Comfort food helps twice as much, and with La Poutine Week having just passed, working out and achieving personal health can seem like a faraway dream. So how does one stay in shape in the midst of this bleak, long season?
Last week I ate seven enormous poutines in three days while covering La Poutine Week for an opinions piece for The Link—suffice it to say the guilt has since set in and I have been looking for ways to work off the gravy weight and feel better about my health in general.
The first place I looked was the Concordia student gyms, which are located at both the Loyola and Sir George Williams campuses. For students, rates are $60 per semester—definitely within my budget. Other private gyms in Montreal range from $100 per 15 months to $360 per year. But would I consistently be able to drag myself downtown, or even out of bed? There had to be a way to get in shape completely on my own terms, and more importantly, for free.
I started making small efforts to move around more. This meant walking uphill when I could have gone down, choosing to walk to school on warmer days, putting loud dance music on and jumping around for my whole neighbourhood to see, plus: I walked all the way up Mount Royal. Still, the cold weather put a damper on my exercise routine. I couldn’t stick to it.
“It’s definitely less appealing to get out of the house when it’s cold, windy or snowing,” said Concordia political science student Heloise Martorell, “but I do try to make as much of an effort as possible to go outside, even if it’s just to go to my friends’ houses.” It is true that human contact is a motivation to get some fresh air and get moving in the winter – but it may not be enough.
Fitness trainer at H20 MMA Kickboxing Gym Pierre Lescot does not think the cold is an excuse not to exercise. “I work out five times a week,” said Lescot. “The best way to stay in shape in the winter is to do basic home workouts like sit-ups, push-ups and squats. Eating well is the most important. For cardio, circuit training is best option.”
Circuit training videos, as well as yoga, aerobics and almost any workout method, are available in abundance on YouTube. It can be hard to accustom yourself to exercising through changes in outdoor weather, whether it’s cold or hot, according to a WebMD feature reviewed by Charlotte E. Grayson, MD. Despite the many ways to exercise indoors, many people prefer outdoor exercise. If you are one of these people, there are ways to motivate yourself to go outside and move.
WebMD’s first suggestion is to warm up indoors. Doing a 10 to 15 minute cardio workout inside means you will already be warm and pumped up by the time you go out – providing you are dressed properly. Wear tight clothing and layer up. This will increase your chance of completing the workout, which is the hardest part for me.

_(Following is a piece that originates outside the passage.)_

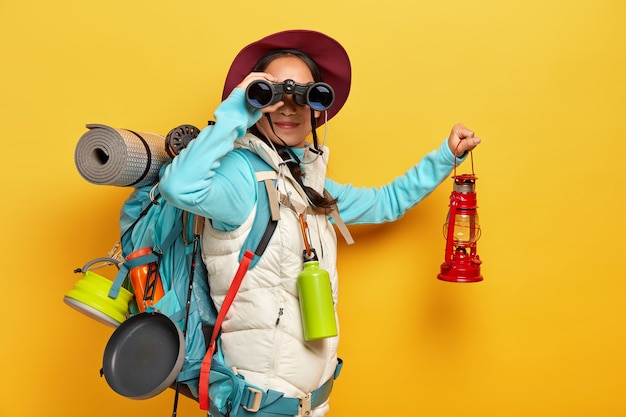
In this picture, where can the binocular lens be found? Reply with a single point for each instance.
(320, 97)
(260, 94)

The best way to stick to a single workout and exercise plan is to find someone to join and motivate you. Social support helps to keep people active. Committing to a workout plan with a friend means not only your health is affected, but theirs as well.
We all know it’s important to exercise, and though the suggested three-times-a-week-minimum can seem unreachable in this cold season, the most effective way to get that much-needed movement is to fit it into your schedule. Choosing to walk further and faster, or doing YouTube yoga tutorials a few times a week will make you feel better, mentally and physically. Plus you can skip the guilt about that little extra comfort food.